The US Navy announced a record $17.645 billion contract Monday to build 10 new SSN 774 Virginia-class nuclear-powered attack submarines. The order assures prime contractor General Dynamics Electric Boat and chief subcontractor Huntington Ingalls Newport News Shipbuilding of submarine orders through 2018.
The fixed-price incentive multiyear contract for 10 Block IV subs provides for two ships per year over the five-year period, each yard delivering one sub per year. The two shipbuilders share equally in a teaming arrangement to build the subs, with each yard responsible for certain portions of each hull.
“The Block IV award is the largest shipbuilding contract in US Navy history in terms of total dollar value,” said Rear Adm. Dave Johnson, program executive officer for submarines at Naval Sea Systems Command (NAVSEA). It “builds upon the Virginia-class program’s successful Navy and industry relationship,” he added, calling the program “a model of acquisition excellence.”
Finally, some good news on the shipbuilding front. In spite of the weird split-yard building technique, which we can’t imagine really improves efficiency, the Virginia class has generally been a well run program, with most boats on time and on budget.
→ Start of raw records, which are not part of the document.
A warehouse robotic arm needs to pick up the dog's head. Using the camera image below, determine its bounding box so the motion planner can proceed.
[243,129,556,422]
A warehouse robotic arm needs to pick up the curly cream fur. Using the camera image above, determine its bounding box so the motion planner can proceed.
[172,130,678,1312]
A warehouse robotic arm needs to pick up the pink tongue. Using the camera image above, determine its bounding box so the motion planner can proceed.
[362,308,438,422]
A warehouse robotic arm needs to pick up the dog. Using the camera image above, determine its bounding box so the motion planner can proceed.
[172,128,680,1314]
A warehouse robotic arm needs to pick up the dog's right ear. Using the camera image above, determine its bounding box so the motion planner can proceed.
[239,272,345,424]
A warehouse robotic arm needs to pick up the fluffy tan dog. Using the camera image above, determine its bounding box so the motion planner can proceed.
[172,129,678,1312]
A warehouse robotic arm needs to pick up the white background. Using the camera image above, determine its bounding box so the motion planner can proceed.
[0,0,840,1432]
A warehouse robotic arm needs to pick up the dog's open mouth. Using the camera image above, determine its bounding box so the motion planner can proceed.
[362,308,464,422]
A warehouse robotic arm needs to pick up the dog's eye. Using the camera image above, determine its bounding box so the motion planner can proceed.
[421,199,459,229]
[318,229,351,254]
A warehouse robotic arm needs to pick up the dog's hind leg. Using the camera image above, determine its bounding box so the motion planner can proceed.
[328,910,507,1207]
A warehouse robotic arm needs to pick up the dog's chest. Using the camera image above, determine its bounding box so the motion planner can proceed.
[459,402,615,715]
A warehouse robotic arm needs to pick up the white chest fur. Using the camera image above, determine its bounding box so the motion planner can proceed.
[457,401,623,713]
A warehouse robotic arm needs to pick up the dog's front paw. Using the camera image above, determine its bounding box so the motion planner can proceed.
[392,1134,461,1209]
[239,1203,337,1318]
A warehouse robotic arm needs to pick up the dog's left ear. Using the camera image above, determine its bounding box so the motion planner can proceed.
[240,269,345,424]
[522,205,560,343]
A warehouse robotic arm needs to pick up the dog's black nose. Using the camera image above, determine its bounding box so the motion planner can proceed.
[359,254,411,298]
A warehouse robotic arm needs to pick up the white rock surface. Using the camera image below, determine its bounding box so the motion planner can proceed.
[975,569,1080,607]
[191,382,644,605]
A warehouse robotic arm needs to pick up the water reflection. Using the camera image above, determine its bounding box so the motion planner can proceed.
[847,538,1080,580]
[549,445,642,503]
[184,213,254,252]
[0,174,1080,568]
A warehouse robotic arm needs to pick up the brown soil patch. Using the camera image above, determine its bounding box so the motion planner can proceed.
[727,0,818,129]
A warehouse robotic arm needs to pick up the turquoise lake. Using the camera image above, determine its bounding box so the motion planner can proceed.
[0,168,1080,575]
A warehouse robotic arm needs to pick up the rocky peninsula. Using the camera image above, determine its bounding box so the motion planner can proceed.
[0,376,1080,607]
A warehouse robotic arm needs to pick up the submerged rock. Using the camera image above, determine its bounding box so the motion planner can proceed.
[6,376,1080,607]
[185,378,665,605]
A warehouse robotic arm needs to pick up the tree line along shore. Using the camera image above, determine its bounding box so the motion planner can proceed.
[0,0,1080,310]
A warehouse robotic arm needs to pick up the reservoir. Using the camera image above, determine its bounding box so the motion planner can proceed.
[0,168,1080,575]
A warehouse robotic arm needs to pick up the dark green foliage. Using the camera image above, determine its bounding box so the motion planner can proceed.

We don’t really tend to talk about subs here much. Partly that’s because the submarine service is rather tight-lipped about what it is they actually do. Mostly, though, its because a well run program doesn’t seem to generate nearly the number of press releases, blog posts, or editorials that a monumental screw-up like the LCS program does.
And its nice to see the Navy finally buying two a year. The predecessor SSN-688 class averaged about 2.5 deliveries a year, with a total of 62 delivered over the life of the program. Of that total, 40 are still in service, but many are rapidly approaching retirement age. Clearly, the Navy will need even more Virginia class boats in the out years. And at $1.7 billion and change per boat, that’s something of a steal.